Vague d’arrestations : la presse indépendante sous pression à Addis-Abeba
L’Éthiopie est de nouveau sous le feu des projecteurs internationaux après l’arrestation, le 28 mai, d’au moins cinq journalistes de médias indépendants à Addis-Abeba. Cette vague d’interpellations, qui intervient dans un contexte de tensions politiques et sécuritaires croissantes, suscite l’inquiétude des défenseurs des droits humains et relance le débat sur la liberté de la presse dans le deuxième pays le plus peuplé d’Afrique.
Les faits : descentes policières et médias visés
Selon plusieurs sources concordantes, la police fédérale a mené des descentes simultanées dans les locaux de trois médias privés : Addis Standard, Ethiopia Insight et Feteh Media. Les journalistes arrêtés – dont deux rédacteurs en chef et trois reporters – sont accusés de « diffusion de fausses informations » et d’« incitation à la haine ». Le matériel informatique et les téléphones portables ont été saisis, et les sites internet des médias concernés sont désormais inaccessibles depuis l’Éthiopie.
Les familles des journalistes dénoncent des arrestations arbitraires et s’inquiètent pour leur sécurité. Les avocats peinent à obtenir des informations sur leur lieu de détention et sur les charges précises retenues contre eux.

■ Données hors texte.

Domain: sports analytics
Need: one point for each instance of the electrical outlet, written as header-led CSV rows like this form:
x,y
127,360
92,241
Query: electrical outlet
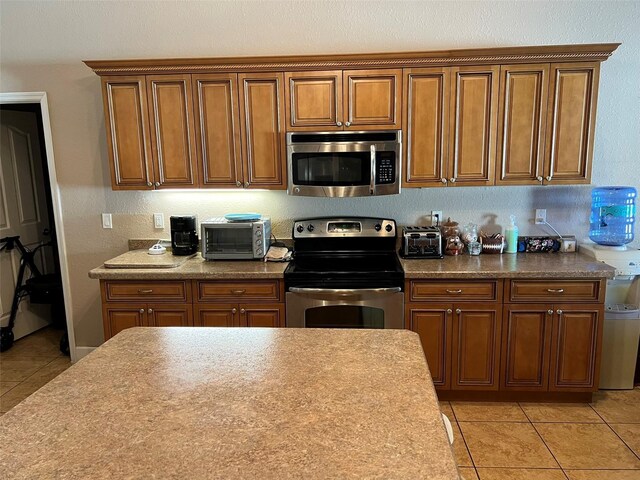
x,y
158,220
436,217
107,221
541,216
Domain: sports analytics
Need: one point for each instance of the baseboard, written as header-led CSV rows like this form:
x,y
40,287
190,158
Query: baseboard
x,y
82,352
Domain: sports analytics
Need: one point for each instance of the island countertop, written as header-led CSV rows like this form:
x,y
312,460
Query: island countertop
x,y
235,403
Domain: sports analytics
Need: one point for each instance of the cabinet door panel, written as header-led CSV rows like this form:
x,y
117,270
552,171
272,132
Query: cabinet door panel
x,y
571,122
476,347
521,124
217,130
127,124
575,348
172,132
474,108
170,315
433,324
121,317
314,99
373,99
427,126
261,114
525,348
217,315
262,315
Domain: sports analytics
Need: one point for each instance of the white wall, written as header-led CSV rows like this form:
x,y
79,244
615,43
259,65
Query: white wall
x,y
42,45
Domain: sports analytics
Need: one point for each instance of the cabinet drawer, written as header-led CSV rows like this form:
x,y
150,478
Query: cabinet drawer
x,y
212,291
156,291
555,291
453,291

Un contexte politique et sécuritaire explosif
Ces arrestations surviennent alors que le gouvernement du Premier ministre Abiy Ahmed fait face à des défis majeurs : reprise des violences dans la région d’Amhara, tensions persistantes au Tigré malgré l’accord de paix, et multiplication des manifestations étudiantes à Addis-Abeba et dans plusieurs grandes villes.
Le pouvoir accuse certains médias de « jeter de l’huile sur le feu » et de « relayer la propagande des groupes rebelles ». Mais pour de nombreux observateurs, il s’agit avant tout d’une tentative de museler la presse critique et de contrôler le récit national.
Les conséquences pour la liberté d’informer
L’Éthiopie, qui avait connu une ouverture médiatique relative après l’arrivée au pouvoir d’Abiy Ahmed en 2018, semble retomber dans ses travers autoritaires. Selon Reporters sans frontières, le pays a perdu 15 places dans le classement mondial de la liberté de la presse en 2024, en raison de la multiplication des arrestations, des intimidations et des coupures d’internet lors des périodes de crise.
Les journalistes indépendants travaillent désormais dans la peur : surveillance accrue, menaces anonymes, convocations répétées par la police. Plusieurs rédactions ont choisi l’autocensure ou l’exil, tandis que les médias d’État renforcent leur contrôle sur l’information.
Les réactions nationales et internationales
La société civile éthiopienne s’est mobilisée pour réclamer la libération des journalistes. Des associations de défense des droits humains, des syndicats de la presse et des universitaires ont publié une lettre ouverte au gouvernement, soulignant que « la liberté d’informer est un pilier de la démocratie ».
À l’international, l’Union africaine, basée à Addis-Abeba, a exprimé sa « préoccupation » et appelé au respect des engagements pris par l’Éthiopie en matière de droits fondamentaux. Les ambassades des États-Unis, de l’Union européenne et du Royaume-Uni ont également réagi, rappelant que « la liberté de la presse est essentielle à la stabilité et au développement ».

Les enjeux pour l’avenir démocratique de l’Éthiopie
L’arrestation de journalistes indépendants intervient à un moment charnière pour l’Éthiopie. Le pays, qui doit organiser des élections régionales dans plusieurs États fédérés, est confronté à une défiance croissante de la population envers les institutions. La répression des voix critiques risque d’aggraver les tensions et de miner la légitimité du pouvoir.
Pour de nombreux analystes, la solution passe par un dialogue national inclusif, la protection des libertés fondamentales et la réforme du secteur des médias. La société éthiopienne, jeune et connectée, aspire à une information libre et pluraliste.
Perspectives et solutions
Face à la détérioration du climat médiatique, plusieurs pistes sont évoquées : création d’un conseil indépendant de régulation des médias, formation des journalistes à la vérification des faits, soutien aux médias communautaires et aux plateformes numériques. Les partenaires internationaux sont appelés à renforcer leur appui à la société civile et à conditionner leur aide au respect des droits humains.
Conclusion : La liberté de la presse, enjeu vital pour l’Éthiopie
Les arrestations de journalistes à Addis-Abeba sont un test pour la démocratie éthiopienne. La liberté d’informer et d’être informé est un droit fondamental, sans lequel aucun progrès durable n’est possible. Le gouvernement doit entendre l’appel de la société civile et garantir un espace médiatique ouvert, pluraliste et sécurisé.